T-Mobile does something that no other carrier on Earth has done before
After recently completing a 5G data call successfully in the wild over its low-band 600MHz spectrum, T-Mobile made another big announcement today. For the first time in North America, it completed a stand-alone 5G data session. Current 5G devices used in the handful of markets where 5G is now available, connect to 5G and LTE at the same time (non- stand-alone). What T-Mobile tested today is a network dedicated to 5G only. The wireless provider says that such networks will "supercharge" those phone applications based on AR and VR that depend on a real-time response from the user. It also will help the user experience with cloud gaming, improve productivity in smart factories, and perhaps power self-driving vehicles.

And for the first time ever on this planet (we don't know if the aliens are on 6G), the aforementioned data session was completed using "a multi-vendor 5G next-generation radio and core network." The companies involved in this test are names you should all be familiar with such as Ericsson, Nokia, Cisco, and MediaTek. 5G will provide consumers with download dataspeeds 10 times faster than 4G LTE download speeds. A movie that used to take minutes to download on your phone will take seconds on 5G. Once 5G becomes available in the U.S. coast-to-coast, something T-Mobile says will take place next year, new industries will be developed. The U.S. economy is very likely to get a shot in the arm once this all takes place.

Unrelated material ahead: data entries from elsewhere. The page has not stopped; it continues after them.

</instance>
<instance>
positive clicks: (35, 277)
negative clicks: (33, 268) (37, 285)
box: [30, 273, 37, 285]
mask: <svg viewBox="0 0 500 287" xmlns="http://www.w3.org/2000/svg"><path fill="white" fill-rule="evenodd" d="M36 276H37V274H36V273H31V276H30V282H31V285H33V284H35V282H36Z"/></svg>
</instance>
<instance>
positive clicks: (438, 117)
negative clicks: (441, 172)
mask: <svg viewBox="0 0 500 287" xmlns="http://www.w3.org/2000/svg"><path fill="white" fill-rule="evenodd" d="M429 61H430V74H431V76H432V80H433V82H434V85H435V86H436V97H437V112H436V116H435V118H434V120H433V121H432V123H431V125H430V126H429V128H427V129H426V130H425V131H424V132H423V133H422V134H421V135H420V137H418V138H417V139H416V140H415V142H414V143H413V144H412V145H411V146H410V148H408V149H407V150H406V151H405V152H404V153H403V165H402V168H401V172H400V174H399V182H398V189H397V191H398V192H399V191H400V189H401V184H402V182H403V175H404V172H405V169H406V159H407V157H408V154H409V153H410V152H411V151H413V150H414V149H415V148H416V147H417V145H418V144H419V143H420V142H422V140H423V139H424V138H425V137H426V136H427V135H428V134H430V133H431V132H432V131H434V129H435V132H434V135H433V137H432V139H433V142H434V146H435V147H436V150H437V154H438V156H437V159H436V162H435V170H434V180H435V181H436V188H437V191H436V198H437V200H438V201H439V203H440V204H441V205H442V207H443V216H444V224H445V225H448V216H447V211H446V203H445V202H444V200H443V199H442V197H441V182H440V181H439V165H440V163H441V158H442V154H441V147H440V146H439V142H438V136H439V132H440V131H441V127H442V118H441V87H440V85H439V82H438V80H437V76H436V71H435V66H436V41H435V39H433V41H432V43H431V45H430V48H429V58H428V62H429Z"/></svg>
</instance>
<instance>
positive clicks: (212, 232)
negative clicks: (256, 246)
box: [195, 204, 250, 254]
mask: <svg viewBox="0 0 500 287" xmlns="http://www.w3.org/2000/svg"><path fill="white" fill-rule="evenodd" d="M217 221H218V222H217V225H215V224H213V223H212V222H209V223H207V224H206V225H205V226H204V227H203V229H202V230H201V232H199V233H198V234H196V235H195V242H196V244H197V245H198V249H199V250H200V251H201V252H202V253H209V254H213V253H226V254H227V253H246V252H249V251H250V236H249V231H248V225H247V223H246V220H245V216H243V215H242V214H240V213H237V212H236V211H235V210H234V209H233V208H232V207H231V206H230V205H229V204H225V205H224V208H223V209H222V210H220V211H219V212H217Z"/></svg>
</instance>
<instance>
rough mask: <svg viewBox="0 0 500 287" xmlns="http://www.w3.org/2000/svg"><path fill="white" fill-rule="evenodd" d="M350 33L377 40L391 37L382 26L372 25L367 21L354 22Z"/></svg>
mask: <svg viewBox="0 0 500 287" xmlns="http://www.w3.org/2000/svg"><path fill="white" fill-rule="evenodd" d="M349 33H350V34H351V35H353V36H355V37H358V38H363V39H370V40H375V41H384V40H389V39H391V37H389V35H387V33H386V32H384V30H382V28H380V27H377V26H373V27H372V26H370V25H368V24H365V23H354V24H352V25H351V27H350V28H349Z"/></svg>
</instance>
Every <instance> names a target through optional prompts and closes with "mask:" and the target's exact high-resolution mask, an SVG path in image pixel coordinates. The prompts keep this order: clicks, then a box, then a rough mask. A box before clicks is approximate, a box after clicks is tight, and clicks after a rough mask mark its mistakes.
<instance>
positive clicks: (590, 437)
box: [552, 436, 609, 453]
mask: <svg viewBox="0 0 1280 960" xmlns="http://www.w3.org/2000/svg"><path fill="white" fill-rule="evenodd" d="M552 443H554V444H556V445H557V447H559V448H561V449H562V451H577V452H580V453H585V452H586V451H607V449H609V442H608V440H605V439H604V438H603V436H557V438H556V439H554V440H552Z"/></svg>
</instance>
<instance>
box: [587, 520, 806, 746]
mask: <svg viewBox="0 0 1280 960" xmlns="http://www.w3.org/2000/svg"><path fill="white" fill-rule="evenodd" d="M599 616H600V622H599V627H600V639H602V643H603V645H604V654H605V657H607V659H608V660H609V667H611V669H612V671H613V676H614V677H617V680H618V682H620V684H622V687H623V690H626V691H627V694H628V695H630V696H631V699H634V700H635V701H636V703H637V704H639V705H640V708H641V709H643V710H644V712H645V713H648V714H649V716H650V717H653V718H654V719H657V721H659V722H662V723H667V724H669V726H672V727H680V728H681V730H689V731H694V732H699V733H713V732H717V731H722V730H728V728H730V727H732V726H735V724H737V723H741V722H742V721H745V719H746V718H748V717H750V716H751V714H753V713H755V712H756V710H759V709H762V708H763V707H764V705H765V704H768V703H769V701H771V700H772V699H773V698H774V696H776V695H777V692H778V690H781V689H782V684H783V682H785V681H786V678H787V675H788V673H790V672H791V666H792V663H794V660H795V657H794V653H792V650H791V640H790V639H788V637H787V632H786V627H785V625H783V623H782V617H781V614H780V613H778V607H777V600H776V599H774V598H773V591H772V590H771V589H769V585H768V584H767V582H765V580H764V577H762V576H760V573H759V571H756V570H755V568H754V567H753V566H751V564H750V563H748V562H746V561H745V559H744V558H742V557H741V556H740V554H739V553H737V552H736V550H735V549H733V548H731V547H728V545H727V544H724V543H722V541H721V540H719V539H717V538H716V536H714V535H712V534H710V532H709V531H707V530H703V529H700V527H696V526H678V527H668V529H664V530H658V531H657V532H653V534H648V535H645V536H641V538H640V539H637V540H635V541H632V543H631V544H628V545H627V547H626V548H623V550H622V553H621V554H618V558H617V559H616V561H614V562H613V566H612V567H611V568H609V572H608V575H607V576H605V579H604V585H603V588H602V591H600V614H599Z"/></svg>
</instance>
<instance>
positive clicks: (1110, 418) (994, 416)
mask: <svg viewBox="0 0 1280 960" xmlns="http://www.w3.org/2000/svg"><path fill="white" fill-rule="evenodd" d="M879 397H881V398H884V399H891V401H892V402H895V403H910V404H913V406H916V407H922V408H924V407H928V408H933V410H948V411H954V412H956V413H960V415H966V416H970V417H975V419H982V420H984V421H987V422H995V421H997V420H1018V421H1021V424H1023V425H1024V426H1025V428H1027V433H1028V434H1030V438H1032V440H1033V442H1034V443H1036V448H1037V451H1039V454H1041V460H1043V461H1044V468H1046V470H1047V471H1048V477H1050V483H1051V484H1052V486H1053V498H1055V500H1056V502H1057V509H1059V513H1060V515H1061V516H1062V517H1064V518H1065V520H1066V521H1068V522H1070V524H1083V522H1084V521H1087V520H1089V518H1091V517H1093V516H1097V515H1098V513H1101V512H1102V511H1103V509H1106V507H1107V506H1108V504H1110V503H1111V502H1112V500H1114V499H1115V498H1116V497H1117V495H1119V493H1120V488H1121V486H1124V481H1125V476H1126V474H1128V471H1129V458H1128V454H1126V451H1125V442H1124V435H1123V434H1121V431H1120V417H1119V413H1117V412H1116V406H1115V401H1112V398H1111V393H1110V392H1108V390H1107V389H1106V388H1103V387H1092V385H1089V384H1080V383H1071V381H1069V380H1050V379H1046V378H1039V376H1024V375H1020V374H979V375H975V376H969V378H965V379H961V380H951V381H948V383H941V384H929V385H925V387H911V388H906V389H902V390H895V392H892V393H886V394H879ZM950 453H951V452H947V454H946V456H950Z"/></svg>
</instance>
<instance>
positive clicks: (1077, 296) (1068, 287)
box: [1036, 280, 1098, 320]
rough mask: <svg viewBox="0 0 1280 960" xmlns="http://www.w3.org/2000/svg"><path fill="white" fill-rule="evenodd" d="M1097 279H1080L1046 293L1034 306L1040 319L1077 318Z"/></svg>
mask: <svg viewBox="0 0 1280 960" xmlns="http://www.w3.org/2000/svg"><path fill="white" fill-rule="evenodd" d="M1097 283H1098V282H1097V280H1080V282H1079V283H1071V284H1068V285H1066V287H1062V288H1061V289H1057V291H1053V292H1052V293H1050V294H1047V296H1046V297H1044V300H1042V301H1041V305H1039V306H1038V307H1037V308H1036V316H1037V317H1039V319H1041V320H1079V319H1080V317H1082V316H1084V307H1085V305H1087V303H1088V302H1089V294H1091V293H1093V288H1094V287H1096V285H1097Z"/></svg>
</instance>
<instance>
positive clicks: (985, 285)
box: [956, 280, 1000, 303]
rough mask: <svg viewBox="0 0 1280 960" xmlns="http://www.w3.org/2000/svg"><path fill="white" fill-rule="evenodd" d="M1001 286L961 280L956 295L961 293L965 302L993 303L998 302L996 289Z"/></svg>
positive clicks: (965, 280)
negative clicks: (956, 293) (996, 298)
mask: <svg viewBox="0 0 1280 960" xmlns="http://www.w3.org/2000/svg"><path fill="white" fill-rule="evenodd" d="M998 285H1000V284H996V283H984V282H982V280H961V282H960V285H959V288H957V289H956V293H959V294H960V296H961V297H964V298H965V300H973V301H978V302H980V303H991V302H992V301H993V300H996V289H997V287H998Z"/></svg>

A combined T-Mobile-Sprint will offer data speeds 4 to 6 times faster than the two remained separate companies


A 5G driven economy is likely to create new jobs and this was one of the arguments that T-Mobile has been making in order to win U.S. regulatory approval of its merger with Sprint. The carrier feels that the combination of its low-band airwaves (which travel farther and penetrate buildings well) and its mmWave ultra high-frequency holdings (that have higher dataspeeeds and capacity, but only travel short distances and don't penetrate structures well) will blend perfectly with Sprint's mid-band spectrum. The 2.5GHz hoard owned by Sprint, combined with T-Mobile's 600MHz will be an important part of T-Mobile's sub-6GHz 5G service. Verizon plans to use only mmW spectrum for its 5G network, which means it might take longer for Big Red to build out a nationwide 5G network than T-Mobile.


T-Mobile has been pushing hard to complete the merger, and the company says that by 2024, the New T-Mobile (the merged T-Mobile-Sprint) will have eight times the 5G network capacity than a stand-alone T-Mobile and Sprint. And even better, 5G dataspeeds will be four to six times faster than if the pair remained separate companies. And these improvements can be traced to the use of T-Mobile's low-band spectrum  together with Sprint's mid-band airwaves.


Last week, the Department of Justice approved the $26.5 billion merger between T-Mobile and Sprint after the pair agreed to sell some assets to Dish Network. The latter will create a "fourth nationwide facilities-based network competitor," a fancy term for saying that Dish will replace Sprint as the fourth-largest carrier in the states. And Dish will be building out its own stand-alone 5G network while operating as an MVNO while the construction takes place.

Only one thing is preventing this merger from closing. That's a lawsuit filed by the attorneys general in 13 states and the attorney general of Washington D.C. The suit aims to block the merger and a trial might not get underway until December.